Choyo Station (長陽駅) is a railway station on the Minamiaso Railway Takamori Line in Minamiaso Village, Aso District, Kumamoto Prefecture.

== Station layout ==
The station has a single platform with one track. The station is unstaffed, but has a wooden station building. Currently, the former station office has been renovated into the station café Hisanagaya, which is open only on weekends.

== Usage ==

| Year | Avg. Daily boarding passengers | Avg.
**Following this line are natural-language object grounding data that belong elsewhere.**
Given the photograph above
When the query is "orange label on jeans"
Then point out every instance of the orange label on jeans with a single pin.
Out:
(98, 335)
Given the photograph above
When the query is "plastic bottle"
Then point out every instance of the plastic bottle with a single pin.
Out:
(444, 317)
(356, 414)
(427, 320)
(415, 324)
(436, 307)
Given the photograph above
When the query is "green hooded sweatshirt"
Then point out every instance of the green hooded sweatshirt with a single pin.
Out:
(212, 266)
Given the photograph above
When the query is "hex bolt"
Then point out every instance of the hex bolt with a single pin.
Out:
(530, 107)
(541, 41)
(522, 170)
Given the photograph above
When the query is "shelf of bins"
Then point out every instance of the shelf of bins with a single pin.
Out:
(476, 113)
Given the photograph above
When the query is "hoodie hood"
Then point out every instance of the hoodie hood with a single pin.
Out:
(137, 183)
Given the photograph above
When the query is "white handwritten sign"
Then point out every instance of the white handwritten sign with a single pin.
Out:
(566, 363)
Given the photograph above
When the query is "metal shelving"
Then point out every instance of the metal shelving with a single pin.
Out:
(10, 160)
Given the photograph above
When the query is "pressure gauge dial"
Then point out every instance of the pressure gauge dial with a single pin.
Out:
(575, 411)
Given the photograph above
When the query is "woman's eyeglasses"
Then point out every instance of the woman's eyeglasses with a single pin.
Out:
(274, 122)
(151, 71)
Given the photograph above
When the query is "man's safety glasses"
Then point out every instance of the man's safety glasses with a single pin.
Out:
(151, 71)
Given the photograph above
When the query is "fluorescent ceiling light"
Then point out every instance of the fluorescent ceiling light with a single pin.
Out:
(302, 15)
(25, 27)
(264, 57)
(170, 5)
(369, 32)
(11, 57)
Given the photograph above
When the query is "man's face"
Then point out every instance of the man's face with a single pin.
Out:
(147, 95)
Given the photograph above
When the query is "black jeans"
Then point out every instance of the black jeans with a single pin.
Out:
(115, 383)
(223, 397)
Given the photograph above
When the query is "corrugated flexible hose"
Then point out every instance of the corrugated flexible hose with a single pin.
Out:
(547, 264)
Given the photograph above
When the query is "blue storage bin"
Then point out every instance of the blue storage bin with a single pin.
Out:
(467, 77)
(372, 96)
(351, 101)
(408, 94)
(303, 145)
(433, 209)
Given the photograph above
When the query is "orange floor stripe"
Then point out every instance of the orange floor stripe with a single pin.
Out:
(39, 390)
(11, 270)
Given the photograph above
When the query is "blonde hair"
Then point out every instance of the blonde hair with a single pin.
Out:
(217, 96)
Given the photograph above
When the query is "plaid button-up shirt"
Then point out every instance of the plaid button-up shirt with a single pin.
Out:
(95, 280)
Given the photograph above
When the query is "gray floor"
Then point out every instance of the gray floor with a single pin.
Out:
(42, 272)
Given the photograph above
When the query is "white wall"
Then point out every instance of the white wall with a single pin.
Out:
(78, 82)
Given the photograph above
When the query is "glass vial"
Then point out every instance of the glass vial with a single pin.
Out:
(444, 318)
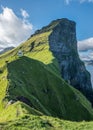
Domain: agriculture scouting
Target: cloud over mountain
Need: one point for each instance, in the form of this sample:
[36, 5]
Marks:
[13, 29]
[85, 48]
[81, 1]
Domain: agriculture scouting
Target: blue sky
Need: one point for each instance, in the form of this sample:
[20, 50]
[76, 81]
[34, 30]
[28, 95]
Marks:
[42, 12]
[19, 18]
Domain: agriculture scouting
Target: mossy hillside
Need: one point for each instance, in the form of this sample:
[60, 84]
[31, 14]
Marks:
[30, 122]
[33, 82]
[36, 77]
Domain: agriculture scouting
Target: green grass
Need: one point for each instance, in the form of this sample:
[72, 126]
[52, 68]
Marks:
[44, 123]
[36, 78]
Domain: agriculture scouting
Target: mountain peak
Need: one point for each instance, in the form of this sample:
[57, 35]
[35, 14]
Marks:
[53, 24]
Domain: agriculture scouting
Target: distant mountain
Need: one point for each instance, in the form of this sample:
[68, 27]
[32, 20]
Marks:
[39, 83]
[6, 49]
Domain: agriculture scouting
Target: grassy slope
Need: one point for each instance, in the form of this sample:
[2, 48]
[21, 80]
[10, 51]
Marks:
[31, 122]
[36, 76]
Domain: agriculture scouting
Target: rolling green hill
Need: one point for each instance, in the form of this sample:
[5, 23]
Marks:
[31, 87]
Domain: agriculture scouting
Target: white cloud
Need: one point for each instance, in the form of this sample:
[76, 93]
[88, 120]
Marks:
[81, 1]
[13, 30]
[85, 45]
[24, 13]
[85, 48]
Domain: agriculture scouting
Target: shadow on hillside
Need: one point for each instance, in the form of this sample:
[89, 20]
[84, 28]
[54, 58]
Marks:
[28, 83]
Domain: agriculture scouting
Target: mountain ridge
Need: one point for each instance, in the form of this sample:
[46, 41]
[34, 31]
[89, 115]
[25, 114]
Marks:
[32, 84]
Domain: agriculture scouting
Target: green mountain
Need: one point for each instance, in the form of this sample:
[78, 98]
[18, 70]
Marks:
[31, 88]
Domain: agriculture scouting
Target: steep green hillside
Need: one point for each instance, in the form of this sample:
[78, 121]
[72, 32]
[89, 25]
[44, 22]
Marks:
[44, 123]
[32, 84]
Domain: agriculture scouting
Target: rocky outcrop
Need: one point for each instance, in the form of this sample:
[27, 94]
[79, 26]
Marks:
[63, 44]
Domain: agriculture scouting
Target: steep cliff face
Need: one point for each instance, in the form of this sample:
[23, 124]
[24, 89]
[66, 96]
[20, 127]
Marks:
[63, 44]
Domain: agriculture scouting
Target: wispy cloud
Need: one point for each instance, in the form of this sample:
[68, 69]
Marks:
[85, 45]
[85, 48]
[80, 1]
[24, 13]
[13, 29]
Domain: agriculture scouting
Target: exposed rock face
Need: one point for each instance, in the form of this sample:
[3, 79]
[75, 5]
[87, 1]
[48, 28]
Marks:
[63, 44]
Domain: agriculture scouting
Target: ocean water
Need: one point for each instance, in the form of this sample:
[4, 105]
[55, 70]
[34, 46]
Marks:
[90, 70]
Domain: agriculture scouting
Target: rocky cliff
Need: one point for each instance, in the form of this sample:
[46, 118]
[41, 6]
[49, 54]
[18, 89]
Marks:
[63, 44]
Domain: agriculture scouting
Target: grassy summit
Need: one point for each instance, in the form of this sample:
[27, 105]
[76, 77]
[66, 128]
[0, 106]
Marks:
[31, 87]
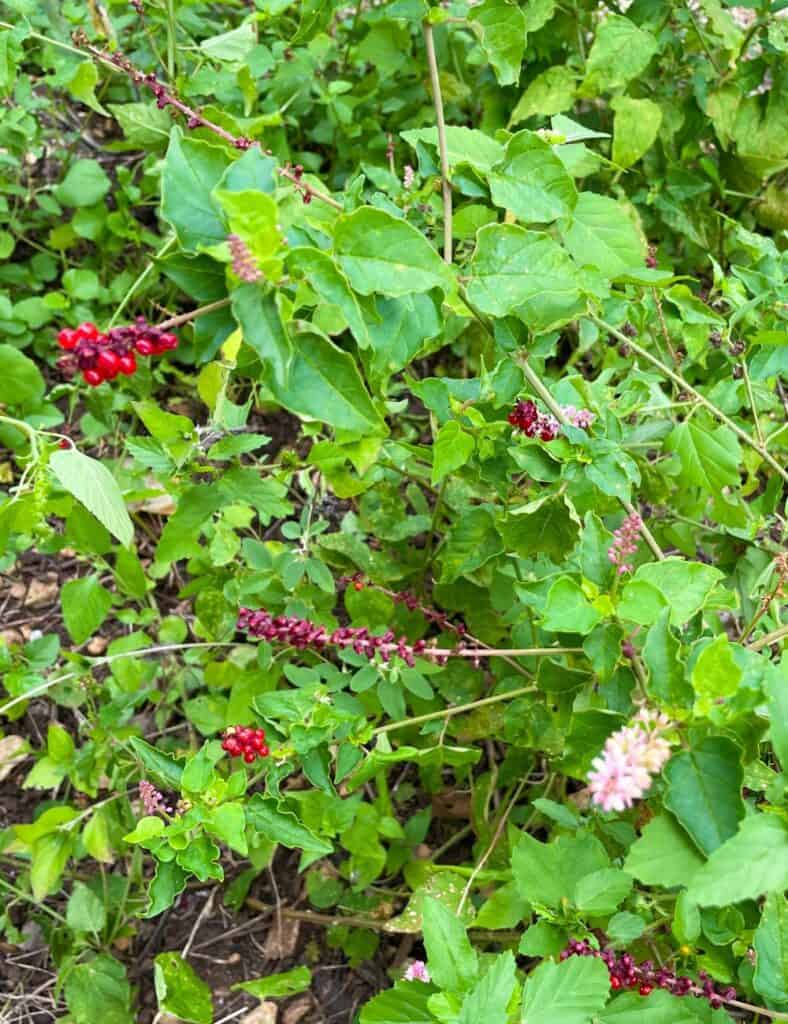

Daily disembarking passengers |
|---|---|---|
| 2011 | 43 | 87 |
| 2012 | 41 | 83 |
| 2013 | 46 | 90 |
| 2014 | 38 | 77 |
| 2015 | 37 | 75 |
| 2016 | Service stopped |  |

== History ==

- 12 February 1928 - opened for business.
- 20 February 1971 - the station became unstaffed.
- On 1 April 1986 - the station was converted from the Takamori Line of the Japanese National Railways to Minamiaso Railway.
- 14–16 April 2016 - the Kumamoto earthquakes damaged the line's bridges and tunnel structures, and operations were suspended.
- 15 July 2023 - Minami Aso Railway Takamori Line between and has been restored and all lines have resumed operation.